XRPDX’s “Testimony on Climate Emergency Progress Report”

To: City Council

Re: Testimony on Climate Emergency Progress Report

Portland, Oregon, over the past year, has experienced the Climate Emergency in dramatic and tragic way, including heat dome deaths and unprecedented fire seasons. The City is at risk of continued catastrophes from expanded fossil fuel infrastructures and uncontrolled greenhouse gas (GHG) emissions rise. 

We agree with the Report’s emphasis on frontline communities’ vulnerabilities and the need for community involvement in policy development. We also encourage transparency and public education through published minutes and recordings of the Youth Summit, Climate Justice Initiative, Build/Shift workshops and other meetings/trainings convened by the City. 

We look forward to promised decarbonization measures designed to reduce emissions. We need to see more concrete, measurable steps of 8 – 10% annual GHG emissions reductions, given scientists’ warnings about how much more rapidly global climate chaos is becoming evident and the unknown multiplier effects of tipping points and feedback loops. We no longer have the luxury of incrementalist planning without major courageous actions taken annually within this decade. Unfortunately a lot of the “progress”items listed here are measures that might be implemented sometime in the future. 

We appreciate that the City is looking for additional funding for responding to the Climate Emergency. General Fund priorities need to change in order to avoid the future costs of dealing with catastrophes (train derailments and explosions, extreme weather events, etc.). The Report lacks any mention of Zenith Energy and the CEI Hub, including ongoing air pollution, risks of catastrophic accidents, and climate effects from burning tar sands and shale oil. The City promises to “advance initiatives led by the community.” Yet, over 9,000 petition signatories, countless letters and phone calls, including from BIPOC organizations such as Portland NAACP, on denying the LUCS to Zenith have not resulted in a positive City response centering the goals in this Report (non-expansion of fossil fuel infrastructure, decreased emissions, protecting communities from pollution and disaster). The City’s measures presented in this Report will in no way offset the huge climate costs of continuing Zenith operations. 

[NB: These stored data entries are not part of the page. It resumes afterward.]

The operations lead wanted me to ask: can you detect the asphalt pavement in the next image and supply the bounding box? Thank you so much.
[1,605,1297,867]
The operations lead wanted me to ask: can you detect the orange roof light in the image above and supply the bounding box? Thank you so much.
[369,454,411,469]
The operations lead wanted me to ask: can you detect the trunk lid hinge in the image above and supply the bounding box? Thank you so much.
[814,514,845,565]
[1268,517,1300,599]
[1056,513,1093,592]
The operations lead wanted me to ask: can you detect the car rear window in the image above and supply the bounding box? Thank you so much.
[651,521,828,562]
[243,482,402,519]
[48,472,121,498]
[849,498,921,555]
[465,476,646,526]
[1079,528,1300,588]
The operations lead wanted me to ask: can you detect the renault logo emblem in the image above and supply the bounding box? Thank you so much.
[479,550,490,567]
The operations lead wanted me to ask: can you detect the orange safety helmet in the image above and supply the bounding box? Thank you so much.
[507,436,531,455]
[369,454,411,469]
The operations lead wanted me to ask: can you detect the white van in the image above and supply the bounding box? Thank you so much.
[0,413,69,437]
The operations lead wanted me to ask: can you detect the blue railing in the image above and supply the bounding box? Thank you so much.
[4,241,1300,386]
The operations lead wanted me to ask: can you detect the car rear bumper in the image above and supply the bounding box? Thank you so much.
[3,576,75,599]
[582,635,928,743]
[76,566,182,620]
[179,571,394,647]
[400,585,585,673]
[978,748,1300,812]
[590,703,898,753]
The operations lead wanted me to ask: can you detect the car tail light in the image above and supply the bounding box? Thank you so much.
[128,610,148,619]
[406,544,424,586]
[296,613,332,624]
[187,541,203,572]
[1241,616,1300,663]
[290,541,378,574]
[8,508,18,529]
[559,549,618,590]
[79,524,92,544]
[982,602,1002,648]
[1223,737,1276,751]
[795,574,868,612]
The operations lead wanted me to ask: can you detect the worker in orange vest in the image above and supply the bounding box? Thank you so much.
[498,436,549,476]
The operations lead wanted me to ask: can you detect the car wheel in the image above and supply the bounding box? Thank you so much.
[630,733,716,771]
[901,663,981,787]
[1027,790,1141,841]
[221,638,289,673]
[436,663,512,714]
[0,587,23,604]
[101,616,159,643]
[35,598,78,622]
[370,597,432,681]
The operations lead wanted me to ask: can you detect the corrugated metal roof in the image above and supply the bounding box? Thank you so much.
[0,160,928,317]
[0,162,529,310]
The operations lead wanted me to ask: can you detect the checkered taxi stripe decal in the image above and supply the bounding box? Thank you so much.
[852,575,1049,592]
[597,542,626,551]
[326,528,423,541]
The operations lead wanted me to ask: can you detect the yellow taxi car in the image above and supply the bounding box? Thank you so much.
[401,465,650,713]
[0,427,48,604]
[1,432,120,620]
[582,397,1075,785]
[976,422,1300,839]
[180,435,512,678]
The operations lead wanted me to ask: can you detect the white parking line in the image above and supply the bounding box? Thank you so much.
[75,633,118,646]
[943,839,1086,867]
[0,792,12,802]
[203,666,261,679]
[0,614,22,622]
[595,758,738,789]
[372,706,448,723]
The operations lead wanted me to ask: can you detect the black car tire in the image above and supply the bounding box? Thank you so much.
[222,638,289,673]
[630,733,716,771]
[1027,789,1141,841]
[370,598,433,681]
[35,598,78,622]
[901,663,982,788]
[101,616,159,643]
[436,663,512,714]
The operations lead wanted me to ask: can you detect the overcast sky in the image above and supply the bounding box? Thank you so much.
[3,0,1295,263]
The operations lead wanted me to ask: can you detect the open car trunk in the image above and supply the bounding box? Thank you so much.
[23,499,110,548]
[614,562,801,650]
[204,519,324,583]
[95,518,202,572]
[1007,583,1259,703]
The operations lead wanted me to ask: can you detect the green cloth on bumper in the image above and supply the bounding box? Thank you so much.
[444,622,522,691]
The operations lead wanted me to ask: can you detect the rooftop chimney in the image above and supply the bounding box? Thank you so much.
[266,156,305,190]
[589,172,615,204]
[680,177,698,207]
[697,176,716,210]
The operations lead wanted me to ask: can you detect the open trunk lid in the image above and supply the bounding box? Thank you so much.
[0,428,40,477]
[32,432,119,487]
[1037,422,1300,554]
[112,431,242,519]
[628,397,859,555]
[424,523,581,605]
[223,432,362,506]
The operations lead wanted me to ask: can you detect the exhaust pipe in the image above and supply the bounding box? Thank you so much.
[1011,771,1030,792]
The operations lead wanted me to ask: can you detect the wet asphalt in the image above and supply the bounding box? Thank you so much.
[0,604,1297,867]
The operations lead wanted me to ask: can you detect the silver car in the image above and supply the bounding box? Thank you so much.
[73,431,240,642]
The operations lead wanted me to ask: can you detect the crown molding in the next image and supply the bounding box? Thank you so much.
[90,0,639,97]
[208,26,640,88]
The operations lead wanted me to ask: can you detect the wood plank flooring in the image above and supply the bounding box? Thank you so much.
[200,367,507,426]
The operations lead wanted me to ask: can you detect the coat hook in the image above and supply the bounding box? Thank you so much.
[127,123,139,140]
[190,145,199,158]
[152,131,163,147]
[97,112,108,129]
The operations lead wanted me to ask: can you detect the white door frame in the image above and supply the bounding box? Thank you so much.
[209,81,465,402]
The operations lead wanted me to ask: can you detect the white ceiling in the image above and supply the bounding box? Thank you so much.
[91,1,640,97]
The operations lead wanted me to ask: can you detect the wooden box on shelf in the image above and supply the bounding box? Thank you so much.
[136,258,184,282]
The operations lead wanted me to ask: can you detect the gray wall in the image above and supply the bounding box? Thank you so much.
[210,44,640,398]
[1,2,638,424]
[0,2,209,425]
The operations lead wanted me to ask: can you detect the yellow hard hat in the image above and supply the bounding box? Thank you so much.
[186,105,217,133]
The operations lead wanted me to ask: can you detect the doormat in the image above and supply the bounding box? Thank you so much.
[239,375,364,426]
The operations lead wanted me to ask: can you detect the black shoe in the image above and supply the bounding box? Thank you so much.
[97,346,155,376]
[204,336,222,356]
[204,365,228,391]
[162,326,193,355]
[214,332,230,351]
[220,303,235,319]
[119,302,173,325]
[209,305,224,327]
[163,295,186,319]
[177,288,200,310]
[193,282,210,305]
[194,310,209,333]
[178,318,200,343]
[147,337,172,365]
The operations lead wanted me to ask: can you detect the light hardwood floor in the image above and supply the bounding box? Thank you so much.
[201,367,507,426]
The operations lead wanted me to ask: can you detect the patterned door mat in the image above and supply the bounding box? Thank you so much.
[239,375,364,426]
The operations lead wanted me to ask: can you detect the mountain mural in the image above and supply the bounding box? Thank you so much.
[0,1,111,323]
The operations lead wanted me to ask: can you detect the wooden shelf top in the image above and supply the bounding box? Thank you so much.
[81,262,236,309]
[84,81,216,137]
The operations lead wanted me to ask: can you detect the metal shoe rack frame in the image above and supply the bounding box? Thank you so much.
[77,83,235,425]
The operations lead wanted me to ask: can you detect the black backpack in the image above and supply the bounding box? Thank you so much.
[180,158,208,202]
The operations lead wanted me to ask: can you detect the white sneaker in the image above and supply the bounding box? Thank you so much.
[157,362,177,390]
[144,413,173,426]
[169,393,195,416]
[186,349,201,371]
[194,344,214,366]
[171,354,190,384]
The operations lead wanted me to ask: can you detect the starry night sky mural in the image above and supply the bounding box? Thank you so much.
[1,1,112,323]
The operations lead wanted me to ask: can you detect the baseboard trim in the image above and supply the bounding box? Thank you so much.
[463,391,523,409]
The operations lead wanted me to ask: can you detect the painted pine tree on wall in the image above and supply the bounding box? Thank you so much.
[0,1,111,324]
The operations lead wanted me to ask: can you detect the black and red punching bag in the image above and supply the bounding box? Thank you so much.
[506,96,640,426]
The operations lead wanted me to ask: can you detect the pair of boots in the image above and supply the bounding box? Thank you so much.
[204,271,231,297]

While there is an emphasis on increasing EV charging stations and electrifying its own fleet, the City needs to play a much larger role in transportation– pushing for the electrification of City busses and a moratorium on diesel busses which lock in fossil fuel consumption for decades. 

The proposed I-5 corridor widening must be strongly opposed. Climate leaders don’t widen freeways. 

We are concerned about the lack of data on actual greenhouse gas emission changes in the past year. There must be a “whole of government” approach, auditing carbon emissions and setting concrete goals for all city departments. Very relevant to the GHG emissions load of the city, for example, are: the airport, the Port of Portland, the police department and federal agent actions, industrial zones and big polluters.

What about carbon dioxide equivalent taxes or other incentives for polluter compliance? How will the City make decisions weighing the “internal cost of carbon” going forward? Where is the City’s money invested? What monies should be divested from institutions fostering fossil fuels and reinvested elsewhere? Are we looking at other cities for best practices, such as Berkeley banning natural gas hookups on new construction?

Given heat dome deaths, extreme weather events, and early fire seasons, the Portland Mercury report on earthquakes and the CEI hub as well as flood potentials, the City needs more specifics and resources in terms of preparations for disaster relief, resilience, and recovery. More importantly, you must RIGHT NOW do all within your power to take bold courageous actions, such as stopping Zenith, to prevent actual disasters and address the root causes contributing to climate disasters in the first place.

Otherwise, it really is like Council fiddling while Oregon burns.